United Nations High Commissioner for Human Rights Michelle Bachelet on Wednesday expressed concern about reports that India’s “divisive policies” were marginalising minority communities. In her annual report to the Geneva-based international organisation, Bachelet said that such policies could undermine India’s economic growth.
“Inequalities stir grievances and unrest; fuel hatred, violence, and threats to peace; and force people to leave their homes and countries,” she said in her address to the 40th session of the UN Human Rights Council. “Inequalities undermine social progress, and economic and political stability. But human rights build hope. They bind humanity together with shared principles and a better future, in sharp contrast to the divisive, destructive forces of repression, exploitation, scapegoating, discrimination – and inequalities.”
“In India, where there has also been significant poverty reduction in overall terms, inequality remains a serious issue,” Bachelet said. “In addition, we are receiving reports that indicate increasing harassment and targeting of minorities – in particular Muslims and people from historically disadvantaged and marginalised groups, such as Dalits and Adivasis.”

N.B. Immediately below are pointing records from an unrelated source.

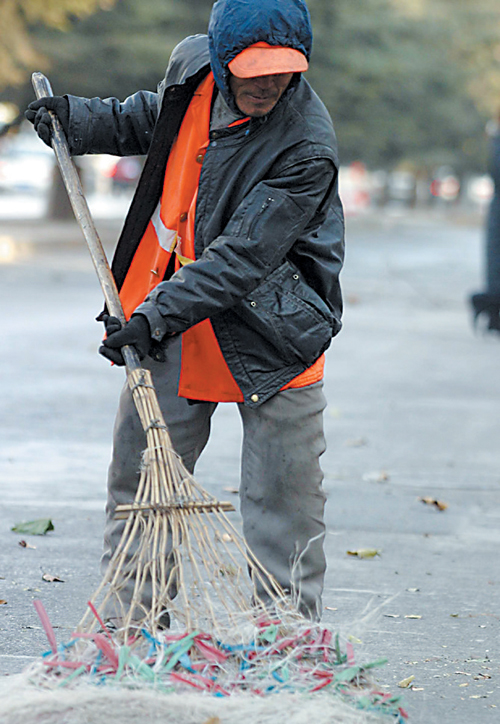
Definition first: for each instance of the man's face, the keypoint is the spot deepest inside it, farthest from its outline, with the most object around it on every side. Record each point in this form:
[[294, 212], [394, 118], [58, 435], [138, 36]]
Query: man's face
[[257, 96]]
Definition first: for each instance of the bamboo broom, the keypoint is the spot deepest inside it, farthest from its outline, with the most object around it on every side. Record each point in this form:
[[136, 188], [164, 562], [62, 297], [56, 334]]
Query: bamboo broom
[[177, 539]]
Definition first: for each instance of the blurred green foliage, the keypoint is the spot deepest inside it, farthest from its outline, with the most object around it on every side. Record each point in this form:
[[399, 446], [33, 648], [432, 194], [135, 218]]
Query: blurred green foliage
[[406, 81]]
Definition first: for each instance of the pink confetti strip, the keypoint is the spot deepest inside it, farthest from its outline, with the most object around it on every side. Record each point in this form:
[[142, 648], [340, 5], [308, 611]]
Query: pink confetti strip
[[101, 622], [44, 619], [350, 654]]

It appears that narrow political agendas are “driving the further marginalisation of vulnerable people”, she said, adding: “I fear that these divisive policies will not only harm many individuals, but also undermine the success of India’s economic growth story.” Bachelet highlighted major human rights violations in other parts of the world as well in her address.
Her statement came a day after Amnesty International India released a report saying nearly 70% of all alleged hate crimes in India since September 2015 were committed on the basis of caste. The organisation documented 721 alleged incidents – including rapes, assaults and murders – in the period, of which 498 were against Dalits and 156 against Muslims. As many as 103 incidents were “cow-related”, Amnesty had said.